When Harry and Sally decided to tie the knot in marriage, they knew that their lives would head down a much different path from when they were single — new joys, family, friends and responsibilities.
There were some immediate and simple legal changes for both: a new joint checking account, changes to beneficiaries on work-provided life insurance policies and retirement plans, and a name change for Sally with the Social Security Administration and Michigan Secretary of State’s Office.
Prior to marriage, neither had or needed a will. Both age 25, they together owned modest assets. Joint ownership of marital assets provided a way for assets to flow to the surviving spouse if something terrible happened.

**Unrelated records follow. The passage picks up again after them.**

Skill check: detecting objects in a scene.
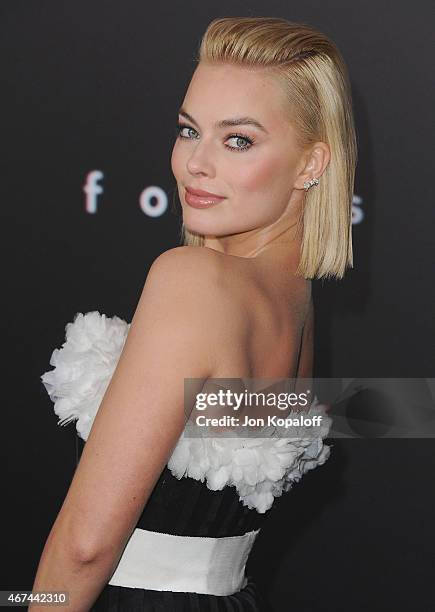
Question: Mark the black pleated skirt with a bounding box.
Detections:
[90,576,267,612]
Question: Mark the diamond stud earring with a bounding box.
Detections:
[304,178,319,191]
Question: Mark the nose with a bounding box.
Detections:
[186,142,215,176]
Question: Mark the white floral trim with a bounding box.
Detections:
[41,311,332,513]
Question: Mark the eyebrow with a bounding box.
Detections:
[178,107,268,134]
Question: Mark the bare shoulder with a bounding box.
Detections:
[135,246,235,337]
[145,246,224,302]
[149,245,219,282]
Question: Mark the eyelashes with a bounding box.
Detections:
[175,123,255,152]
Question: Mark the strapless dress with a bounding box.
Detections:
[41,311,332,612]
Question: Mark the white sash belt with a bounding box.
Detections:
[109,528,260,595]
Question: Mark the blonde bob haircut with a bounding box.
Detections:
[181,17,357,278]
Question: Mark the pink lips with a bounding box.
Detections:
[184,187,225,208]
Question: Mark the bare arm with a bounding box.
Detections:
[29,247,220,612]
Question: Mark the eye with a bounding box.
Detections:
[175,123,196,139]
[225,134,254,151]
[175,123,254,151]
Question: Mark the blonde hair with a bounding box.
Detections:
[181,17,357,278]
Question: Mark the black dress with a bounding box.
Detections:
[92,467,267,612]
[41,311,332,612]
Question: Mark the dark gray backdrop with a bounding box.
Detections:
[0,0,435,612]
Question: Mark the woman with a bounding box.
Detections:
[31,17,356,612]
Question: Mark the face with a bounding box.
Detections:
[171,63,303,243]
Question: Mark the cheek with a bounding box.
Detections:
[233,153,291,194]
[171,141,183,180]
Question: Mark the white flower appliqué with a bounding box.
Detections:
[41,311,332,513]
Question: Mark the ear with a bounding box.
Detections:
[294,142,331,189]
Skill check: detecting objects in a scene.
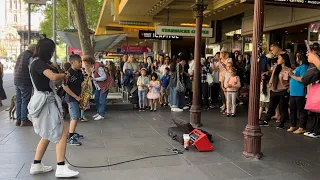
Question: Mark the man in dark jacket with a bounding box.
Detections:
[14,44,36,126]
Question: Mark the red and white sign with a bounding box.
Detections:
[68,47,82,56]
[121,45,152,53]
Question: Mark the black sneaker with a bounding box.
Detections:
[277,124,284,129]
[259,121,269,126]
[67,136,82,146]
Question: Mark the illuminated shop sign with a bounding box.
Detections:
[241,0,320,9]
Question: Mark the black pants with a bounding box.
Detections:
[264,90,289,125]
[220,84,227,104]
[211,83,220,104]
[200,83,209,108]
[307,113,320,135]
[290,96,308,129]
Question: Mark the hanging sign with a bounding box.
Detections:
[121,45,152,53]
[156,26,213,37]
[139,30,182,40]
[27,0,48,5]
[241,0,320,9]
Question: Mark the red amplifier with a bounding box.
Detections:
[189,129,213,151]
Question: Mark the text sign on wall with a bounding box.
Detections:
[27,0,48,5]
[139,30,182,40]
[241,0,320,9]
[156,26,213,37]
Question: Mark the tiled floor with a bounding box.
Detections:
[0,106,320,180]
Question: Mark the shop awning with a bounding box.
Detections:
[57,31,128,52]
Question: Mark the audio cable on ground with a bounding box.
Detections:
[65,149,185,169]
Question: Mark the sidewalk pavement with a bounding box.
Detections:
[0,105,320,180]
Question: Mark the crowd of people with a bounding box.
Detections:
[8,34,320,177]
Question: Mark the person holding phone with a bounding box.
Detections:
[259,54,292,129]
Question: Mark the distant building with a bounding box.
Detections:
[0,0,40,60]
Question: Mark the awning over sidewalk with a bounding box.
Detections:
[57,31,128,52]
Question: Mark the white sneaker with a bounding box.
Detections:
[30,163,53,175]
[171,108,183,112]
[56,164,79,178]
[93,113,100,119]
[94,115,104,121]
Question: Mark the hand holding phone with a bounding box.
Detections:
[304,40,312,53]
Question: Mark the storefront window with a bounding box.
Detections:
[244,34,270,54]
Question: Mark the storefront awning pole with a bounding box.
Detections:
[243,0,264,159]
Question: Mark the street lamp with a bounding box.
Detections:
[190,0,208,127]
[243,0,264,159]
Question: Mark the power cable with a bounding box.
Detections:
[65,149,185,169]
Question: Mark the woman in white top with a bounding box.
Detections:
[159,56,170,75]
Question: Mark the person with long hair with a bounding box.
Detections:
[82,55,114,121]
[28,38,79,178]
[0,62,7,106]
[259,54,292,129]
[259,74,270,120]
[218,51,233,112]
[288,53,309,134]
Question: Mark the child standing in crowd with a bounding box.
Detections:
[259,54,292,129]
[63,54,84,146]
[225,68,241,117]
[259,75,270,120]
[288,56,309,134]
[137,68,149,111]
[147,73,160,112]
[81,68,93,122]
[161,68,170,106]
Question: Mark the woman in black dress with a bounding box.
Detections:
[0,62,7,106]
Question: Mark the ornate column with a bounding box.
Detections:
[190,0,208,127]
[243,0,264,159]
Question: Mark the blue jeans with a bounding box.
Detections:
[94,90,109,117]
[138,90,147,108]
[16,86,32,121]
[170,87,178,108]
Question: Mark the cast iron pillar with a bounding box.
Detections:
[190,0,208,127]
[243,0,264,159]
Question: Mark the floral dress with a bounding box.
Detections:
[147,81,160,99]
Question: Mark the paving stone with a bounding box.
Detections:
[0,163,24,179]
[198,163,251,180]
[155,165,208,180]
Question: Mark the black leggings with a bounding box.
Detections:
[264,90,289,125]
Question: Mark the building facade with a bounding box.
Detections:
[0,0,39,61]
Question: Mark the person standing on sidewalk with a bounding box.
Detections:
[82,56,113,121]
[259,54,292,129]
[0,62,7,106]
[288,56,309,134]
[63,54,84,146]
[28,38,79,178]
[14,44,36,126]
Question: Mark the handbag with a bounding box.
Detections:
[207,73,214,86]
[305,83,320,113]
[176,64,186,92]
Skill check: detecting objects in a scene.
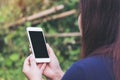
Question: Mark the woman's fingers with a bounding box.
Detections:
[30,55,36,68]
[40,63,47,73]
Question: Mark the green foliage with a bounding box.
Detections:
[0,0,80,80]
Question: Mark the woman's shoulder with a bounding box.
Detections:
[73,55,112,68]
[63,56,114,80]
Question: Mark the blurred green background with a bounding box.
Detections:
[0,0,80,80]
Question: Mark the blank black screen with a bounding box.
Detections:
[29,31,48,58]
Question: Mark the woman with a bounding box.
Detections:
[23,0,120,80]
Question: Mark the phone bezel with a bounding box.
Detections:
[26,27,50,63]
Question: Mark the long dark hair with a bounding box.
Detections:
[80,0,120,80]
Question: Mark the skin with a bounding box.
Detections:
[23,15,82,80]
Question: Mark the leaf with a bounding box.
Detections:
[10,53,19,61]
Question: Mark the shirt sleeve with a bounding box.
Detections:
[62,63,85,80]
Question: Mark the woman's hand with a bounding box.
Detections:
[23,54,46,80]
[43,44,64,80]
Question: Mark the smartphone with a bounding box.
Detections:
[26,27,50,63]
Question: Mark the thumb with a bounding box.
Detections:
[30,55,37,68]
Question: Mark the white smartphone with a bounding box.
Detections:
[27,27,50,63]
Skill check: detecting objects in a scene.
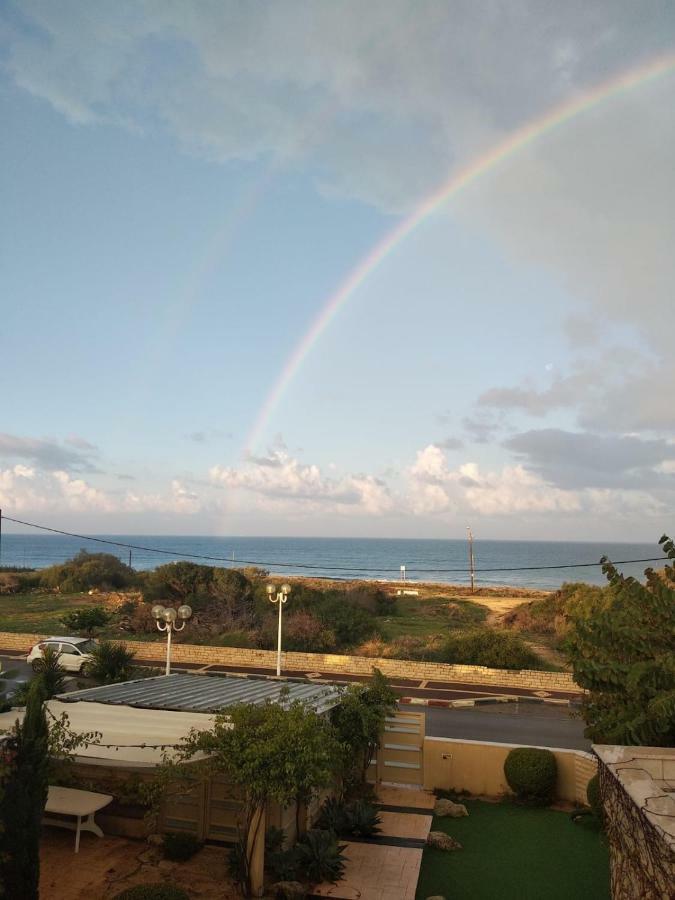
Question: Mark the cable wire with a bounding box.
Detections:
[2,514,669,575]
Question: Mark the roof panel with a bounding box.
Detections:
[58,673,340,713]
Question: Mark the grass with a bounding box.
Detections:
[0,593,95,634]
[417,800,610,900]
[377,597,487,641]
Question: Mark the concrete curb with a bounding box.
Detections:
[398,694,579,709]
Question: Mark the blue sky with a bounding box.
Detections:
[0,0,675,540]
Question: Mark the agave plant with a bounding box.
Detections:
[82,641,135,684]
[33,645,67,700]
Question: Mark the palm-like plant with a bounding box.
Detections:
[82,641,135,684]
[33,646,67,700]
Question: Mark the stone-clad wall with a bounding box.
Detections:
[0,632,580,692]
[599,748,675,900]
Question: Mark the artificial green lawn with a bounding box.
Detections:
[417,800,610,900]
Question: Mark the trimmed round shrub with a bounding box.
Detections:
[586,775,602,819]
[504,747,558,806]
[114,884,190,900]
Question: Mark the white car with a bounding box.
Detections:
[26,637,96,672]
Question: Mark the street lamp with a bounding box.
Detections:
[152,603,192,675]
[267,584,291,678]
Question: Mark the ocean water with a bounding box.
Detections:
[0,522,662,589]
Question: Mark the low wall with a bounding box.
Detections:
[0,632,581,693]
[424,737,597,804]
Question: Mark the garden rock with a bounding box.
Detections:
[434,799,469,819]
[427,831,462,850]
[272,881,307,900]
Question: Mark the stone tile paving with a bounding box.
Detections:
[313,786,435,900]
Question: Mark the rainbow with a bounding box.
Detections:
[246,54,675,451]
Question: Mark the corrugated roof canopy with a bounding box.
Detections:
[58,673,339,713]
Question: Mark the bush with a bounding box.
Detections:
[113,884,190,900]
[504,747,558,806]
[440,628,541,669]
[162,831,202,862]
[586,775,602,819]
[62,606,112,635]
[40,550,136,593]
[294,828,345,884]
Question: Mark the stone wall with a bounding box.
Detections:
[594,746,675,900]
[0,632,580,693]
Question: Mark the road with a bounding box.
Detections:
[0,656,591,750]
[401,703,591,750]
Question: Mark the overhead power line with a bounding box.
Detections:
[2,514,669,575]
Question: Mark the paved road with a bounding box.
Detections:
[0,656,591,750]
[401,703,591,750]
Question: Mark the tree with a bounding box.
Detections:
[566,535,675,746]
[331,669,396,793]
[82,641,136,684]
[0,681,49,900]
[156,703,338,893]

But all that changed with the arrival of baby Claire. At a party, a friend asked if they had selected a guardian for Claire in the remote chance they both died in a car accident. Relatives of the friend had just gone through that tragedy, and the legal wrangling was horrific.
Harry and Sally learned that without a will, the court decides who will be guardian if both parents die. Who would that be? Harry’s or Sally’s parents — all of whom thought they were out of the woods raising kids? Sally’s older sister, who knew how to raise kids, but was financially strapped with her own three children? Harry’s younger brother, who was not mature enough at 22?
Chances that both would be die are slim, they thought — but stranger things have happened. With so much at stake, Harry and Sally decided to delay getting a new couch and retained an estate planning attorney to spell out their wishes for Claire. Sally’s parents nodded in approval — they had a will drawn up when their first was born — and stepped up to the plate as guardian if the unthinkable happened.